Certainement mon podium en combiné en 2018 (ndlr: Michelle Gisin avait terminé 2e à trois centièmes de Federica Brignone). Mais en fait, c'était plutôt l’ensemble de ce week-end, puisque la veille j’avais terminé 4e du super-G. Je me souviens aussi d’excellents entraînements de slalom sur le mur final. Cette pente serait parfaite pour accueillir un slalom de la Coupe du monde, j’en suis convaincue. Et si en plus, nous pouvions le disputer sous la lumière des projecteurs, ce serait incroyable".

Vous avez été et êtes encore ambassadrice de la candidature de Crans-Montana pour les Championnats du monde. Comment évaluez-vous les chances pour que les Mondiaux se déroulent en Valais en février 2027 ?
J'ai eu la chance d’accompagner la candidature pour 2025 et j’ai eu le sentiment que ce processus a été très positif. J'ai ressenti l'énorme motivation et l'enthousiasme des gens, même s'ils savaient que nous n'étions pas les favoris. Le dossier était de premier ordre et a reçu beaucoup d'éloges, ce qui profitera à la prochaine candidature. Je pense que cela fonctionnera pour 2027".

Quelles seront alors les chances d'une skieuse suisse de 33 ans de remporter une médaille aux Championnats du monde (ndlr: l’âge qu’aura Michelle Gisin en février 2027)?
(Rires) Je ne sais pas encore. Mais je serai certainement là en 2027. Il n'est tout simplement pas défini dans quel rôle. Ces championnats du monde sont encore loin et mon plan de carrière ne se projette pas autant dans l'avenir. J'adorerais pouvoir regarder les courses et encourager nos skieurs.

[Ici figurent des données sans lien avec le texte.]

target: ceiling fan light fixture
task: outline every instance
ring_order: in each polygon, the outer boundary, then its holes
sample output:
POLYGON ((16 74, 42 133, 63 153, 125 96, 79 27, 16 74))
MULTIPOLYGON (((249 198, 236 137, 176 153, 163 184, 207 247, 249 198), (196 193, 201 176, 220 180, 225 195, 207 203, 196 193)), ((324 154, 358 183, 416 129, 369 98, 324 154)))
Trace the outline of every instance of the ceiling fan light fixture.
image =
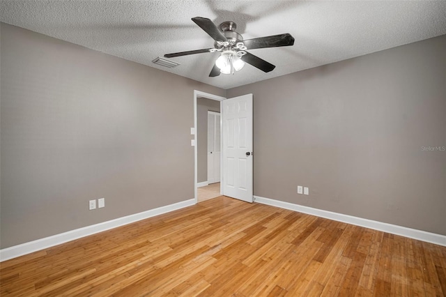
POLYGON ((237 56, 236 52, 226 50, 215 61, 215 66, 223 74, 233 74, 234 71, 239 71, 243 68, 245 62, 237 56))
POLYGON ((245 62, 236 55, 232 58, 232 66, 236 71, 240 71, 245 66, 245 62))

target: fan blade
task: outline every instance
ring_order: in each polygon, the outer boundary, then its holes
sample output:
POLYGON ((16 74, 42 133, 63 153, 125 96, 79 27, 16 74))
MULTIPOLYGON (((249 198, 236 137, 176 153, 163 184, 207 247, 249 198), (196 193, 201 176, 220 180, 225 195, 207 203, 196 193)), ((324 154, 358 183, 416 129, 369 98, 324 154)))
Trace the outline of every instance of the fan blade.
POLYGON ((259 37, 259 38, 243 40, 243 45, 248 50, 265 47, 286 47, 294 44, 294 38, 289 33, 259 37))
POLYGON ((219 68, 215 64, 214 64, 214 67, 212 68, 212 70, 210 70, 210 73, 209 73, 209 77, 215 77, 216 76, 219 76, 220 75, 220 68, 219 68))
POLYGON ((210 37, 212 37, 215 41, 227 41, 222 31, 215 26, 215 24, 209 19, 206 17, 192 17, 192 21, 197 24, 200 28, 204 30, 210 37))
POLYGON ((213 48, 190 50, 187 52, 174 52, 173 54, 164 54, 164 58, 174 58, 175 56, 187 56, 188 54, 201 54, 203 52, 210 52, 210 50, 213 50, 213 48))
POLYGON ((247 52, 246 54, 242 56, 240 59, 246 63, 249 63, 266 73, 272 71, 272 70, 276 68, 276 66, 271 64, 270 63, 268 63, 266 61, 260 59, 257 56, 249 54, 249 52, 247 52))

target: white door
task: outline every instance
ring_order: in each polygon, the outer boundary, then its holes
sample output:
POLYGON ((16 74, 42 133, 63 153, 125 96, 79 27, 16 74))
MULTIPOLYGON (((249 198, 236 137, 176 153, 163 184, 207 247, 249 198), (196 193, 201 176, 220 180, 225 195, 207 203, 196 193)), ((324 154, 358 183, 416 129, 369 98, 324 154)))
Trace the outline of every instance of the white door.
POLYGON ((252 202, 252 94, 222 102, 223 195, 252 202))
POLYGON ((208 183, 220 182, 220 114, 208 112, 208 183))

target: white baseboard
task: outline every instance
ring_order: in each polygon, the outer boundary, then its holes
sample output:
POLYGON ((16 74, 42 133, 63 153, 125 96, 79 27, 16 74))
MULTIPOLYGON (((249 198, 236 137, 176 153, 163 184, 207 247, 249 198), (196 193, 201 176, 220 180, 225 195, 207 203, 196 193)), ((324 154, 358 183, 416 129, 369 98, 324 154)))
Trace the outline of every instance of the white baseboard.
POLYGON ((209 185, 209 183, 207 181, 202 181, 201 183, 197 183, 197 188, 206 187, 206 185, 209 185))
POLYGON ((299 204, 294 204, 269 198, 261 197, 259 196, 254 196, 254 198, 256 202, 261 203, 263 204, 289 209, 291 211, 298 211, 300 213, 308 213, 309 215, 313 215, 317 217, 325 218, 335 221, 343 222, 357 226, 373 229, 374 230, 391 233, 392 234, 401 235, 401 236, 408 237, 410 238, 435 243, 439 245, 446 246, 446 236, 445 235, 436 234, 435 233, 426 232, 425 231, 417 230, 415 229, 407 228, 406 227, 374 221, 368 219, 363 219, 362 218, 344 215, 342 213, 333 213, 332 211, 323 211, 322 209, 313 208, 312 207, 304 206, 299 204))
POLYGON ((194 204, 195 199, 191 199, 7 247, 0 250, 0 262, 194 204))

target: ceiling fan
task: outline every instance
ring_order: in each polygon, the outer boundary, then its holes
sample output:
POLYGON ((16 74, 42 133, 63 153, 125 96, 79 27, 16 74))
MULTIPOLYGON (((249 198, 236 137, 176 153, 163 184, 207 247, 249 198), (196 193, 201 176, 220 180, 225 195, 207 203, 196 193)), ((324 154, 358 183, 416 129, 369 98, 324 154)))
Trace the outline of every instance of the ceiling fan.
POLYGON ((210 77, 216 77, 220 73, 233 74, 235 71, 242 69, 245 62, 265 73, 269 73, 276 66, 247 52, 247 50, 286 47, 294 44, 294 38, 288 33, 244 40, 242 36, 236 32, 237 25, 233 22, 224 22, 220 24, 219 28, 206 17, 192 17, 192 20, 215 40, 214 47, 167 54, 164 54, 164 57, 174 58, 204 52, 221 52, 210 70, 210 77))

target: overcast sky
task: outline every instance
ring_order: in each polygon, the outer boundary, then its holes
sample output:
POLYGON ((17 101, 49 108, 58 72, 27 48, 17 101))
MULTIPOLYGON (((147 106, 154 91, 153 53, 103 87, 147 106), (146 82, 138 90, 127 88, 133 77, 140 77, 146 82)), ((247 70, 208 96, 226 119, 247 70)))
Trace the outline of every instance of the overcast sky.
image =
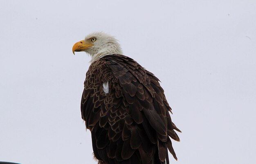
POLYGON ((97 163, 72 48, 104 31, 161 80, 171 163, 256 163, 256 1, 0 1, 0 161, 97 163))

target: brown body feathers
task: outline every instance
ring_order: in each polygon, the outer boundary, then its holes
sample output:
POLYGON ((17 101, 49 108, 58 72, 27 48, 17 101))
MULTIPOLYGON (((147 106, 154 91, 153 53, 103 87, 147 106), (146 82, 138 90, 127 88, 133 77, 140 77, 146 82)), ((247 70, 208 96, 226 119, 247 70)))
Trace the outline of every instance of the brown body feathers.
POLYGON ((81 112, 99 164, 169 164, 167 149, 177 160, 169 137, 180 141, 174 130, 180 131, 159 81, 124 55, 92 63, 81 112))

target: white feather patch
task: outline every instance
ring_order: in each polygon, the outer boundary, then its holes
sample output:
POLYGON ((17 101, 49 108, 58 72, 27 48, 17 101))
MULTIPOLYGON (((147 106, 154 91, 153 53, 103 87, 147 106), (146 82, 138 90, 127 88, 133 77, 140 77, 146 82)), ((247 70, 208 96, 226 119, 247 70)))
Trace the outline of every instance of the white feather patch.
POLYGON ((108 89, 108 82, 105 82, 103 83, 103 91, 106 94, 108 93, 109 90, 108 89))

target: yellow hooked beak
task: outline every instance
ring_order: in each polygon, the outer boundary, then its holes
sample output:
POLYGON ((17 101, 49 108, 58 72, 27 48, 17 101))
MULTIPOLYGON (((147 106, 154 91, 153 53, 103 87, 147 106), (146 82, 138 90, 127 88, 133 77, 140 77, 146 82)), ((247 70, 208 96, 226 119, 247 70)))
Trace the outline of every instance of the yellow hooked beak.
POLYGON ((89 47, 93 46, 93 44, 89 43, 85 43, 84 40, 76 42, 72 48, 73 53, 75 54, 75 52, 84 51, 85 49, 89 49, 89 47))

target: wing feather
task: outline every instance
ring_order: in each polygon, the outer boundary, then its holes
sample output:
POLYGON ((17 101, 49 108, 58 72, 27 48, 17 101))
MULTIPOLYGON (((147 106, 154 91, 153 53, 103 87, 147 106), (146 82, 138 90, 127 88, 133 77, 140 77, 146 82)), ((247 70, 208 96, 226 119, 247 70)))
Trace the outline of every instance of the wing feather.
POLYGON ((92 64, 81 112, 96 158, 109 164, 169 164, 168 148, 177 159, 169 136, 179 141, 174 130, 181 131, 159 82, 126 56, 108 55, 92 64))

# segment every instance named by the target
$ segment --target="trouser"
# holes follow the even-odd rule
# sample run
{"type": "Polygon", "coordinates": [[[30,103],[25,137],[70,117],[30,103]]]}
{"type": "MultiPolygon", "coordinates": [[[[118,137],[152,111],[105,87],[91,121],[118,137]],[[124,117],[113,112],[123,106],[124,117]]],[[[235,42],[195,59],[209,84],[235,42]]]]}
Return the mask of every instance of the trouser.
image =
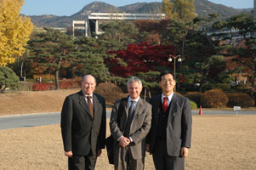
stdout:
{"type": "Polygon", "coordinates": [[[156,170],[185,169],[184,157],[169,156],[168,155],[166,140],[156,139],[152,154],[156,170]]]}
{"type": "Polygon", "coordinates": [[[96,164],[97,156],[92,152],[88,156],[76,156],[68,158],[69,170],[94,170],[96,164]]]}
{"type": "Polygon", "coordinates": [[[118,162],[115,162],[115,170],[143,170],[145,158],[134,159],[130,147],[119,148],[118,162]]]}

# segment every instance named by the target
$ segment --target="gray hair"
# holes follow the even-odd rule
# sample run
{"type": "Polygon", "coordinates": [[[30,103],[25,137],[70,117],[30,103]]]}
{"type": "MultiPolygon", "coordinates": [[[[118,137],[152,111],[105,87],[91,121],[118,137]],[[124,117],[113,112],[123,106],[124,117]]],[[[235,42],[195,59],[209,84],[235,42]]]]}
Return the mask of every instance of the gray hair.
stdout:
{"type": "Polygon", "coordinates": [[[139,78],[138,78],[137,76],[130,77],[130,79],[127,82],[127,86],[128,86],[130,82],[139,82],[139,84],[140,85],[140,87],[142,87],[141,80],[139,78]]]}
{"type": "Polygon", "coordinates": [[[95,83],[97,83],[96,78],[95,78],[94,76],[92,76],[92,75],[85,75],[85,76],[83,76],[82,77],[82,84],[84,84],[84,80],[85,80],[88,76],[93,76],[93,77],[94,78],[95,83]]]}

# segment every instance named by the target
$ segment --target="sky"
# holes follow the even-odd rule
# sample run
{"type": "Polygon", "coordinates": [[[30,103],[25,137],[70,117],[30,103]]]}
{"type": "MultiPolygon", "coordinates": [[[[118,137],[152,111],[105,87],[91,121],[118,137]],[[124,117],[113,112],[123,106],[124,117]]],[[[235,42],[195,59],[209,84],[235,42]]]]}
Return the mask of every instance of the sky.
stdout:
{"type": "MultiPolygon", "coordinates": [[[[54,14],[70,16],[80,11],[85,5],[95,1],[104,2],[116,7],[136,3],[152,3],[162,0],[24,0],[21,14],[26,15],[54,14]]],[[[253,0],[208,0],[235,8],[253,8],[253,0]]]]}

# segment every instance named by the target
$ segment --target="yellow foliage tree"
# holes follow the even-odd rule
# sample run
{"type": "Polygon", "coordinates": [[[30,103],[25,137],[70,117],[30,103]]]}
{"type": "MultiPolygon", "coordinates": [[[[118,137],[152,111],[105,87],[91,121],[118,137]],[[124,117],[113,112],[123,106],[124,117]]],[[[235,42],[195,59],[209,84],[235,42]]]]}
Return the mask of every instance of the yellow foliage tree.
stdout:
{"type": "Polygon", "coordinates": [[[25,52],[33,25],[20,16],[23,0],[0,0],[0,65],[14,63],[25,52]]]}

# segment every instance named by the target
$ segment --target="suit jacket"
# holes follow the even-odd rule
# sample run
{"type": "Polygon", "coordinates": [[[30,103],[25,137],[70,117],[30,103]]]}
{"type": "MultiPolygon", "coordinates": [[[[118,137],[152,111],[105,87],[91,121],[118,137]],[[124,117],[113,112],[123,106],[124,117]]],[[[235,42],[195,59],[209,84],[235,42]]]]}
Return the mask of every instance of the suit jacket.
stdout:
{"type": "MultiPolygon", "coordinates": [[[[151,154],[156,139],[162,94],[153,96],[150,103],[152,105],[152,123],[147,136],[151,154]]],[[[187,98],[174,94],[169,105],[168,125],[166,129],[167,151],[170,156],[179,156],[182,147],[190,148],[191,140],[192,116],[191,104],[187,98]]]]}
{"type": "Polygon", "coordinates": [[[94,117],[82,90],[67,96],[61,110],[61,133],[65,151],[77,156],[87,156],[90,150],[105,148],[105,102],[100,95],[93,94],[94,117]]]}
{"type": "MultiPolygon", "coordinates": [[[[117,100],[111,111],[110,128],[111,135],[115,139],[114,159],[118,159],[119,144],[117,139],[123,136],[126,122],[128,116],[128,106],[125,106],[117,122],[118,107],[120,99],[117,100]]],[[[134,119],[130,126],[130,137],[133,142],[130,144],[131,154],[134,159],[141,159],[145,156],[145,137],[150,131],[151,124],[151,105],[142,99],[139,99],[136,106],[134,119]]]]}

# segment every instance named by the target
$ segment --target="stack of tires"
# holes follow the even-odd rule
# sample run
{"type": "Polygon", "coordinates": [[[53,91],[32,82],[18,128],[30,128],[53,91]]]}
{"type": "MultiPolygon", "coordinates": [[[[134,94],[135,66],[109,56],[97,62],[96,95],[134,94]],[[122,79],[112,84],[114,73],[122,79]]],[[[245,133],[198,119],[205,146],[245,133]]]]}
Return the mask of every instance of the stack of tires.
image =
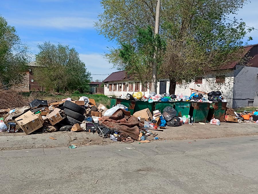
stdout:
{"type": "Polygon", "coordinates": [[[67,115],[65,121],[73,125],[76,123],[80,124],[84,120],[85,109],[75,103],[66,100],[64,103],[64,111],[67,115]]]}

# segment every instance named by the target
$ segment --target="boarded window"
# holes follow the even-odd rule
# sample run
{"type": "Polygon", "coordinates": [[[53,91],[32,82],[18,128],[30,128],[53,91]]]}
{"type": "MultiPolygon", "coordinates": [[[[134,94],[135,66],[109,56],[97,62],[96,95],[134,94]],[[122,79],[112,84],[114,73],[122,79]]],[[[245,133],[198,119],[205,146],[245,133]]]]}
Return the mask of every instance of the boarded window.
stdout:
{"type": "Polygon", "coordinates": [[[118,84],[118,91],[122,91],[122,83],[118,84]]]}
{"type": "Polygon", "coordinates": [[[117,84],[114,84],[114,91],[116,91],[116,85],[117,85],[117,84]]]}
{"type": "Polygon", "coordinates": [[[196,77],[195,78],[195,82],[196,84],[202,84],[202,77],[196,77]]]}
{"type": "Polygon", "coordinates": [[[145,82],[142,85],[142,92],[147,92],[147,82],[145,82]]]}
{"type": "Polygon", "coordinates": [[[225,75],[218,75],[216,76],[216,83],[224,83],[225,75]]]}
{"type": "Polygon", "coordinates": [[[128,91],[129,92],[132,92],[133,87],[134,84],[133,83],[129,83],[129,88],[128,91]]]}
{"type": "Polygon", "coordinates": [[[123,91],[127,91],[127,85],[128,84],[127,83],[124,83],[123,84],[123,91]]]}
{"type": "Polygon", "coordinates": [[[136,82],[134,84],[134,91],[139,92],[140,91],[140,82],[136,82]]]}

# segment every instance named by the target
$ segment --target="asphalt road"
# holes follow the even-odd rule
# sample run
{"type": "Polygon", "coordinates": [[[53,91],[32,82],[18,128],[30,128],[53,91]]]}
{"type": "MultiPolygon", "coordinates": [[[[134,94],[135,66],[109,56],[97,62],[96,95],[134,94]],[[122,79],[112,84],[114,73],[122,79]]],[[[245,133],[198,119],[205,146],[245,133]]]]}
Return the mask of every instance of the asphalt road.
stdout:
{"type": "Polygon", "coordinates": [[[258,193],[258,135],[196,141],[2,151],[0,193],[258,193]]]}

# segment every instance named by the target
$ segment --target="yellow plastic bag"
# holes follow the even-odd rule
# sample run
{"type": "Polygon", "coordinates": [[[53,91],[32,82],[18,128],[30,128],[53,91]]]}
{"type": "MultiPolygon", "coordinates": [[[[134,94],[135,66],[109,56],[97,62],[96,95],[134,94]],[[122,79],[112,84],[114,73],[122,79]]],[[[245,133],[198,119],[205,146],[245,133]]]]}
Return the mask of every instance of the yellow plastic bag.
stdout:
{"type": "Polygon", "coordinates": [[[133,94],[133,97],[136,98],[138,100],[141,99],[142,98],[142,93],[141,92],[138,92],[137,93],[133,94]]]}

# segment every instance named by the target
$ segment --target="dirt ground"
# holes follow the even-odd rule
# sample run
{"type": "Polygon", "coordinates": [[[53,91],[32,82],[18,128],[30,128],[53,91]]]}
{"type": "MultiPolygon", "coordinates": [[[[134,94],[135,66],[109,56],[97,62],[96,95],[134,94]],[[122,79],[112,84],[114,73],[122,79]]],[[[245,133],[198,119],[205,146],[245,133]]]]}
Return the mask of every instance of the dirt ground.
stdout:
{"type": "MultiPolygon", "coordinates": [[[[151,141],[194,140],[258,134],[258,124],[251,123],[222,123],[219,126],[209,123],[193,125],[184,125],[177,127],[168,127],[164,131],[156,131],[158,140],[150,137],[151,141]]],[[[0,132],[0,150],[20,150],[30,148],[55,148],[68,146],[74,144],[78,146],[93,145],[106,145],[111,143],[122,143],[113,142],[108,138],[103,139],[97,133],[84,131],[62,132],[26,135],[24,133],[9,133],[0,132]],[[56,139],[52,139],[52,137],[56,139]]]]}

Si vous ne devez effectivement plus être active dans sur le Cirque blanc, pourrait-on vous retrouver en tant que consultante pour une chaîne de télévision nationale?
Je préférerais de loin travailler pour le CO, car Crans-Montana est devenu un sujet qui me tient à cœur. Je me sens très proche de Marius Robyr et de Hugo Steinegger, en particulier, qui s'engagent pour le ski avec un énorme enthousiasme et beaucoup de joie. S'il y a un intérêt de leur part, Marius et Hugo auraient certainement la priorité. Ils font tous deux un travail sensationnel. Mais attendons de voir ce que l'avenir nous réserve. Pour l'instant, je suis skieuse et je veux faire de mon mieux sur les pistes.